Pasien masuk keruang OK dan dilakukan pemasangan O2 dengan hasil TD 179/107
mmHg; Nadi 73x/menit, dan SpO2 100%. Dilakukan injeksi sedacum (midazolam) 2 mg
pada kasus ini sebagai premedikasi untuk efek sedatif. Obat ini memiliki efek sedatif.
Sedativa ini berfungsi menenangkan otak dan sistem saraf kita. Karena itu, midazolam
akan memicu rasa kantuk dan rileks, sehingga dapat menurunkan tingkat kecemasan
sebelum seseorang menjalani operasi.
Induksi pada pasien ini dilakukan dengan anestesi intravena yaitu propofol 100 mg I.V
karena memiliki efek induksi yang cepat, dengan distribusi dan eliminasi yang cepat. Selain
itu juga propofol dapat menghambat transmisi neuron yang hancur oleh GABA. Obat
anestesi ini mempunyai efek kerjanya yang cepat dan dapat dicapai dalam waktu 30 detik.
Penggunaan premedikasi pada pasien ini betujuan untuk menimbulkan rasa nyaman pada
pasien dengan pemberian analgesia dan mempermudah induksi dengan menghilangkan
rasa khawatir. Namun, penggunaan propofol pada pasien ini harus hati-hati karena efek
obat ini dapat menurunkan tekanan intraokular.

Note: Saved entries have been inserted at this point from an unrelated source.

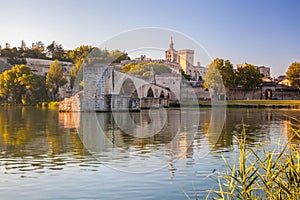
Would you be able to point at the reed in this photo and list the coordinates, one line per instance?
(260, 173)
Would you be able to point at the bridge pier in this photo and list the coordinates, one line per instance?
(150, 102)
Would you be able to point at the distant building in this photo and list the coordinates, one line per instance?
(171, 53)
(265, 71)
(186, 60)
(281, 78)
(7, 45)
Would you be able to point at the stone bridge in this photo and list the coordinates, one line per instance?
(108, 90)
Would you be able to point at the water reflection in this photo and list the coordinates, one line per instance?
(34, 139)
(41, 140)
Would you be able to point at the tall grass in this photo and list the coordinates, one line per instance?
(260, 173)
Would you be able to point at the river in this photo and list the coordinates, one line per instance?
(152, 154)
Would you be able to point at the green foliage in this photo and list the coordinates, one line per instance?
(249, 77)
(293, 74)
(213, 81)
(143, 68)
(226, 70)
(260, 173)
(20, 85)
(55, 79)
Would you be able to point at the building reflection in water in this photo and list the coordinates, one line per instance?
(149, 139)
(44, 140)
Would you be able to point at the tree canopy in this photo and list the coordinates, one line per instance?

Untuk menjamin jalan nafas pasien selama tidak sadar, maka dilakukan
pemasangan LMA, karena dinilai lebih aman dan lebih tidak invasive
dibanding dengan pemasangan Endotracheal Tube (ET). Dipilih
manajemen jalan nafas dengan LMA karena pertimbangan lama operasi
yang tidak begitu lama. LMA tidak dapat digunakan pada pasien yang
membutuhkan bantuan ventilasi dalam jangka waktu lama. LMA juga tidak
dapat dilakukan pada pasien dengan reflek jalan nafas yang intack,
karena insersi LMA akan mengakibatkan laryngospasm. LMA sebagai
alternatif dari ventilasi face mask atau intubasi ET untuk airway
management. Pada kasus ini tidak diberikan pelemas otot saat
pemasangan LMA karena dalam proses pemasangannya tidak ada
hambatan. LMA bukanlah suatu penggantian ET, ketika pemakaian ET
menjadi suatu indikasi. Keuntungan penggunaan LMA dibanding ET
adalah kurang invasif, mudah penggunaanya, minimal trauma pada gigi
dan laring, efek laryngospasm dan bronkospasme minimal, dan tidak
membutuhkan agen relaksasi otot untuk pemasangannya. LMA
diekstubasikan ketika pasien sadar, pasien bangun dan mampu untuk
membuka mulut sesuai perintah. Ekstubasi LMA dilakukan pada keadaan
pasien sadar karena dimana refleks proteksi jalan nafas telah normal pulih
kembali.
Pada kasus ini obat anestesi inhalasi yang digunakan adalah sevofluran
2.5%. Sevofluran merupakan halogenasi eter, dikemas dalam bentuk cair,
tidak berwarna, tidak berbau dan tidak iritatif sehingga baik untuk inhalasi.
Proses induksi dan pemulihan cepat dari semua obat anestesia inhalasi
yang lain. Terhadap kardiovaskular relatif stabil dan tidak menimbulkan
aritmia selama anestesia. Tahanan vaskular dan curah jantung menurun
sehingga tekanan darah sedikit menurun.
Pasien laki-laki atas nama Tn. A.P usia 59 tahun tahun dengan Closed Fraktur
Radius Ulna 1/3 Distal Dextra, tindakan operatif yang dilakukan ORIF. Pasien
termasuk PS ASA kelas II. Teknik anestesi yang dipilih adalah anestesi general
(umum) dengan LMA, respirasi spontan.
Selama operasi berlangsung tidak ada hambatan yang berarti baik dari segi
anestesi maupun dari tindakan operasinya. Selama di ruang pemulihan juga tidak
terjadi hal yang memerlukan penanganan serius. Secara umum pelaksanaan
operasi dan penanganan anestesi berlangsung dengan baik.